What separated the Americans from their overseas competitors was the former’s ability to advertise denim provocatively. In 1978, Klein unveiled a Times Square billboard featuring model Patti Hansen on all fours tossing her hair back as she looked towards the camera. The billboard, which remained in Times Square for four years, was a watershed moment for both the denim and the advertising industries. The product itself faded into the background, with sex taking its place in the foreground. Klein would repeat the trick in 1980 with a made-for-TV spot featuring fifteen-year-old Brooke Shields. The controversial ads ginned up outrage aplenty, but the adage proved true: there’s no such thing as bad publicity. The moral panic only helped Klein sell more pairs.

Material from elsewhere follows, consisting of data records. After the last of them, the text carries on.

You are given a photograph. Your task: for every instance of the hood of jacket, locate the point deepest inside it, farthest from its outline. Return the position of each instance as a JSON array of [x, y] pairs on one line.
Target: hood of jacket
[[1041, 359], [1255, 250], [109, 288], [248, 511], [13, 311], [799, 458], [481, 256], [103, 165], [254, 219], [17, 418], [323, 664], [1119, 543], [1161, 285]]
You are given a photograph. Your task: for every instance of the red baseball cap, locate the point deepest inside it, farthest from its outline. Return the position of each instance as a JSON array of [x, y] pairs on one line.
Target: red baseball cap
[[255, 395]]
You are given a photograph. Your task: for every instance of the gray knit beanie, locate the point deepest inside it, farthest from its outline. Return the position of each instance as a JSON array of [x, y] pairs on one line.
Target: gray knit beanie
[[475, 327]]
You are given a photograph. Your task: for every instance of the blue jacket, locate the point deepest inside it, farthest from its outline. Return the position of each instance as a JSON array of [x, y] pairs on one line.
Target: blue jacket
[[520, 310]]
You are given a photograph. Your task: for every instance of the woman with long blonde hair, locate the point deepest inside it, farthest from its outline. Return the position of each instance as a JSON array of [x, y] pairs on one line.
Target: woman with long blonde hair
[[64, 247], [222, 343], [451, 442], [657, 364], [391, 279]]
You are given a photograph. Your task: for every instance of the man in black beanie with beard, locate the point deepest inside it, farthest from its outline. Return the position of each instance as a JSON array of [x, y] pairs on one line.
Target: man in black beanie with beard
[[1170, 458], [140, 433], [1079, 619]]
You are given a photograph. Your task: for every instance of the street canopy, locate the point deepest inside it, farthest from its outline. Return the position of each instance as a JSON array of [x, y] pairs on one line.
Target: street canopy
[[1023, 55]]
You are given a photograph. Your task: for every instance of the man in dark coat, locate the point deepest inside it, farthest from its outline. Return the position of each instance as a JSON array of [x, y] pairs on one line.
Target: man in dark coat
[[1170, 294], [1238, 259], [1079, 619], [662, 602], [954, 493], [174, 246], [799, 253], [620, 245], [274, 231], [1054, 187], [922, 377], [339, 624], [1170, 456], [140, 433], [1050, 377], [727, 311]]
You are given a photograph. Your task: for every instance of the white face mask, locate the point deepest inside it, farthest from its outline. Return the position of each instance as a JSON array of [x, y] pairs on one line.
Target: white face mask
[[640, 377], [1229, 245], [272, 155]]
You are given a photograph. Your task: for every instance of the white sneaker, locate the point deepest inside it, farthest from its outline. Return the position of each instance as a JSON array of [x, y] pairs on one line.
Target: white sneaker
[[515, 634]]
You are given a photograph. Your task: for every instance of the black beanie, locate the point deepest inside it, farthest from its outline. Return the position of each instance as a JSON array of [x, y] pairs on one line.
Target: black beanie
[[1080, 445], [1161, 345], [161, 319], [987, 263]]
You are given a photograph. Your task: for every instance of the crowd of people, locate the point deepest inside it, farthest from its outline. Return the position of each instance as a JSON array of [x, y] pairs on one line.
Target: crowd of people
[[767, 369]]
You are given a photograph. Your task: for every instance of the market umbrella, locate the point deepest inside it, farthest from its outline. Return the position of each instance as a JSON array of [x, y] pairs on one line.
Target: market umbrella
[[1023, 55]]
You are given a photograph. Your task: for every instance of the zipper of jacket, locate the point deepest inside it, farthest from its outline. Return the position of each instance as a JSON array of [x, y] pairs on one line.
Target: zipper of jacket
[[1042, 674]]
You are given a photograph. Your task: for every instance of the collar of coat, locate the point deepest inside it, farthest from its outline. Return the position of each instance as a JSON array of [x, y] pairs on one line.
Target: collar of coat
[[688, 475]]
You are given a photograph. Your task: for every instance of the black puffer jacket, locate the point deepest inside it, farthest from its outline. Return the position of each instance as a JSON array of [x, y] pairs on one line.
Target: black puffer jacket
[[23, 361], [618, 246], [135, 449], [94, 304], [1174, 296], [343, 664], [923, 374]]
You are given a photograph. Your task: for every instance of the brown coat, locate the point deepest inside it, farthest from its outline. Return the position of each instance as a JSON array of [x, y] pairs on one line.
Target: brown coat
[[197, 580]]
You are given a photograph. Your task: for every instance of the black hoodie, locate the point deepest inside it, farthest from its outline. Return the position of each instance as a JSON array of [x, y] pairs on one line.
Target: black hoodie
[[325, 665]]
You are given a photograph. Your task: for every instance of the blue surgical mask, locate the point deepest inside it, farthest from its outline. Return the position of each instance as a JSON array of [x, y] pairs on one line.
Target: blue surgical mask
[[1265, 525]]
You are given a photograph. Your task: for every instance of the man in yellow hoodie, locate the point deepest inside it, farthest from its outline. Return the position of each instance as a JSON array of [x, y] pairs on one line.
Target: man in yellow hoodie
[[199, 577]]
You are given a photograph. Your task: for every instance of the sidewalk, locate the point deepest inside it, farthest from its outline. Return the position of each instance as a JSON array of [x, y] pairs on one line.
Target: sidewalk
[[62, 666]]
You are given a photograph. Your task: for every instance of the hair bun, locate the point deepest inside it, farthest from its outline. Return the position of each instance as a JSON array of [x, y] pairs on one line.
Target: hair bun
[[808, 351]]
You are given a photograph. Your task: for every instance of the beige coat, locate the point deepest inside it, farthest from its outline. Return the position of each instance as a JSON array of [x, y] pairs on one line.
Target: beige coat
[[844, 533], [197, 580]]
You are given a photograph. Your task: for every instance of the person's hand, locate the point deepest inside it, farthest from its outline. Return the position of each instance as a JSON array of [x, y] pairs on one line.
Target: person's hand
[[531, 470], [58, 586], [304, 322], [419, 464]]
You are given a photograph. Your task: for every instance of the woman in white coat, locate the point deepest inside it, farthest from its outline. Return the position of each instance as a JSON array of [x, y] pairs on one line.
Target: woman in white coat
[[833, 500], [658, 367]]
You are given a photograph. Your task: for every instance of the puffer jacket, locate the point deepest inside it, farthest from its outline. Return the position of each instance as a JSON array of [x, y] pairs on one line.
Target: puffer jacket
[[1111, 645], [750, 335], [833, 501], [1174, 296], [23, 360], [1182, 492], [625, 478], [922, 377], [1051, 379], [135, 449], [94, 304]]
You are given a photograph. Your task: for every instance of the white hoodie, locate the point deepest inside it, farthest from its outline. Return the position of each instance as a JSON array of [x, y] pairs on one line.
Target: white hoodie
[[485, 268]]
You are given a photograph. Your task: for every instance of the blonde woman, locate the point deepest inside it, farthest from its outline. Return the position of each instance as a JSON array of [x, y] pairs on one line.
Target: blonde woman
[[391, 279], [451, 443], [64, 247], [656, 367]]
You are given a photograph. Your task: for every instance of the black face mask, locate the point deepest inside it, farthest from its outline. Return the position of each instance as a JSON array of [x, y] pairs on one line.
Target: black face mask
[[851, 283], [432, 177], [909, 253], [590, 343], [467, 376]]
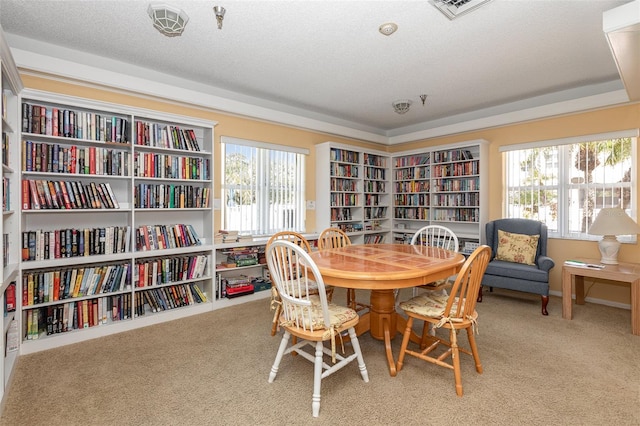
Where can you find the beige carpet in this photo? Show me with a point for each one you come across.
(212, 369)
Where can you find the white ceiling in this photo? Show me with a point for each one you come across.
(325, 61)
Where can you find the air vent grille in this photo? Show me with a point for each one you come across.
(454, 8)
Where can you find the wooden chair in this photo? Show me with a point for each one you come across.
(454, 312)
(332, 238)
(309, 317)
(435, 236)
(276, 304)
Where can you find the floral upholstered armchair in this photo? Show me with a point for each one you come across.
(519, 258)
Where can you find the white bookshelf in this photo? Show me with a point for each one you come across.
(164, 195)
(444, 185)
(353, 192)
(11, 86)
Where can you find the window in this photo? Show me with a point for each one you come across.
(263, 187)
(564, 183)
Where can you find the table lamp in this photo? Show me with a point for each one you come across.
(612, 221)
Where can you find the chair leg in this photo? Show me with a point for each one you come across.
(545, 301)
(474, 349)
(329, 294)
(405, 342)
(276, 318)
(455, 358)
(351, 298)
(281, 349)
(356, 348)
(317, 379)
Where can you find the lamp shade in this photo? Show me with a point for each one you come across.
(613, 221)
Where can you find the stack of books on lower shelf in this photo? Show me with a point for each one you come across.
(238, 286)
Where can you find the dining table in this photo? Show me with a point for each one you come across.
(383, 268)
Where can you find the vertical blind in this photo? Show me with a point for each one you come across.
(263, 187)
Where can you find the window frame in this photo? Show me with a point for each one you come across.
(564, 184)
(262, 185)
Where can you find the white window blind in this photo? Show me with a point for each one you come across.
(263, 187)
(565, 183)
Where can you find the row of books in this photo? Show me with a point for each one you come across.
(54, 121)
(166, 166)
(5, 250)
(414, 160)
(242, 256)
(457, 169)
(154, 272)
(163, 136)
(344, 155)
(76, 315)
(50, 286)
(56, 158)
(40, 194)
(170, 196)
(6, 194)
(452, 155)
(160, 237)
(72, 242)
(224, 236)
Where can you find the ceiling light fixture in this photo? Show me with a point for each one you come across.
(168, 20)
(454, 8)
(388, 28)
(401, 106)
(219, 12)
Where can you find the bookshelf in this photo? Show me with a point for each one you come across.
(9, 271)
(116, 219)
(352, 192)
(444, 185)
(241, 262)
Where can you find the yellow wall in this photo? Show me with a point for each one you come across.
(600, 121)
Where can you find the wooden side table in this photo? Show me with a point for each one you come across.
(623, 272)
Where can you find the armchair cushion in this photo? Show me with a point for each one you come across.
(518, 248)
(516, 270)
(532, 278)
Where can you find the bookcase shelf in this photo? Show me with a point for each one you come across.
(444, 185)
(10, 88)
(127, 238)
(352, 192)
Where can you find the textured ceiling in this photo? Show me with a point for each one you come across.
(326, 59)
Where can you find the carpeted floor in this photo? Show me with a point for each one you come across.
(212, 369)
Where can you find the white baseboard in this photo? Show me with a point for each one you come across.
(594, 300)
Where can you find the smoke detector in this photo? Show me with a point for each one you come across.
(401, 106)
(388, 28)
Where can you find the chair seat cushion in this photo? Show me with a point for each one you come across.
(312, 318)
(428, 305)
(518, 248)
(516, 270)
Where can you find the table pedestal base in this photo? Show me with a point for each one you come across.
(383, 323)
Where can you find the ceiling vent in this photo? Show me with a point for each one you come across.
(454, 8)
(622, 29)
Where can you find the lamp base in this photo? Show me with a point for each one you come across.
(609, 247)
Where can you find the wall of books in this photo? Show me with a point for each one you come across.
(116, 219)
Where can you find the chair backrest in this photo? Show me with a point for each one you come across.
(436, 236)
(333, 238)
(517, 226)
(292, 236)
(467, 285)
(292, 270)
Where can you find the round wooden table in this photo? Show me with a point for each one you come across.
(382, 268)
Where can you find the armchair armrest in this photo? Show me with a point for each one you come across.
(545, 263)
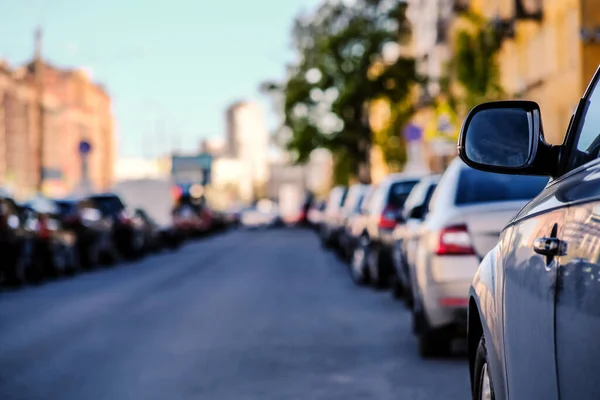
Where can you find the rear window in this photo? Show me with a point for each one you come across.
(399, 192)
(485, 187)
(108, 205)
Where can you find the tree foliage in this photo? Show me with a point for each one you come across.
(475, 62)
(341, 68)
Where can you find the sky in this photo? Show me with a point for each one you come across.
(170, 66)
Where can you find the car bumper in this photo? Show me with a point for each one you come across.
(445, 297)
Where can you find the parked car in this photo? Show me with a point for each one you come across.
(127, 231)
(533, 313)
(264, 215)
(315, 214)
(351, 209)
(406, 235)
(372, 258)
(15, 243)
(54, 243)
(152, 232)
(332, 218)
(93, 231)
(468, 211)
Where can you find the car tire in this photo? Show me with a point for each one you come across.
(358, 263)
(483, 387)
(378, 280)
(397, 289)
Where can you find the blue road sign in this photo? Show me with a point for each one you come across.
(84, 147)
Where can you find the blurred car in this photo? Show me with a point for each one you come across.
(263, 215)
(54, 243)
(315, 213)
(170, 237)
(372, 258)
(152, 231)
(468, 211)
(351, 210)
(15, 243)
(533, 316)
(332, 218)
(127, 232)
(93, 230)
(406, 236)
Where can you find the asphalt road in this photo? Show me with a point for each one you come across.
(244, 315)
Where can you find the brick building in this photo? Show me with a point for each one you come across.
(75, 109)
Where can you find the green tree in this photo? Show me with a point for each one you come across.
(342, 67)
(475, 62)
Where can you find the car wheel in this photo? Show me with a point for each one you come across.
(409, 298)
(483, 387)
(358, 264)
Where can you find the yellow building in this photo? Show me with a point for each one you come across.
(551, 55)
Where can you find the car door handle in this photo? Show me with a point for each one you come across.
(549, 246)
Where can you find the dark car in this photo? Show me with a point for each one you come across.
(534, 306)
(93, 229)
(376, 240)
(15, 243)
(331, 224)
(54, 243)
(127, 232)
(152, 231)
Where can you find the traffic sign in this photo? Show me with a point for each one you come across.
(84, 147)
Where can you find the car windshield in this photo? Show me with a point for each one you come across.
(476, 186)
(108, 205)
(399, 192)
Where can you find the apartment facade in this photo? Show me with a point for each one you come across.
(74, 110)
(248, 142)
(550, 53)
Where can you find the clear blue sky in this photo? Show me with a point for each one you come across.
(177, 61)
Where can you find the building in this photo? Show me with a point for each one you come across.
(549, 53)
(74, 110)
(248, 141)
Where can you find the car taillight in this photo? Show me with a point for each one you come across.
(124, 218)
(43, 229)
(455, 240)
(71, 219)
(388, 218)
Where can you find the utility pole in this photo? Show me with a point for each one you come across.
(39, 90)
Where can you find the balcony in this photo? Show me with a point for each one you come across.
(505, 28)
(529, 10)
(461, 6)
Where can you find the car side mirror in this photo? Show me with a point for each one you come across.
(400, 217)
(506, 137)
(417, 213)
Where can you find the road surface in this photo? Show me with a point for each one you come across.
(243, 315)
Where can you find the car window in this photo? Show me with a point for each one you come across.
(108, 205)
(588, 142)
(416, 197)
(399, 192)
(476, 186)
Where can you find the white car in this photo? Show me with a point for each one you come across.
(264, 215)
(406, 235)
(467, 213)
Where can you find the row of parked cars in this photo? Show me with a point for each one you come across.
(48, 237)
(504, 247)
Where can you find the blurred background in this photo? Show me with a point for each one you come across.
(130, 129)
(187, 93)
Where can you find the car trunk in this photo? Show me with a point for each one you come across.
(486, 221)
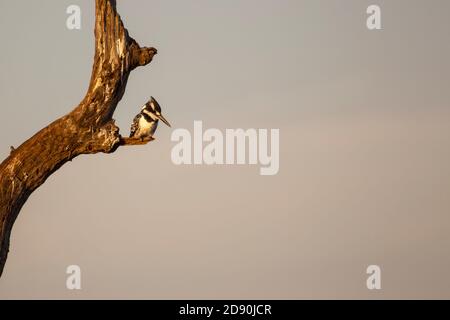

It’s at this point that the story will start to become a familiar one for most of us. The rise of designer denim signalled denim’s emergence as a truly global commodity with a rotating carousel of popular brands fighting for their share of a global denim market worth an estimated $75 billion annually. Jeans have formed an only superficially changing bedrock of casual style for generation after generation of men, women, and children of all ages.
This is not to say that denim designers have run out of ideas or that manufacturers can no longer innovate. Visit a trade show like Munich’s Bluezone, which is celebrating its 20th anniversary this year, and it becomes immediately apparent that the denim industry is trying to see around the corner to the next big sea change in the fashion industry. They’re seeking sustainable solutions, trying to produce one of the world’s most popular products in responsible and ethical ways. Together, they’re ensuring that denim’s story has no end.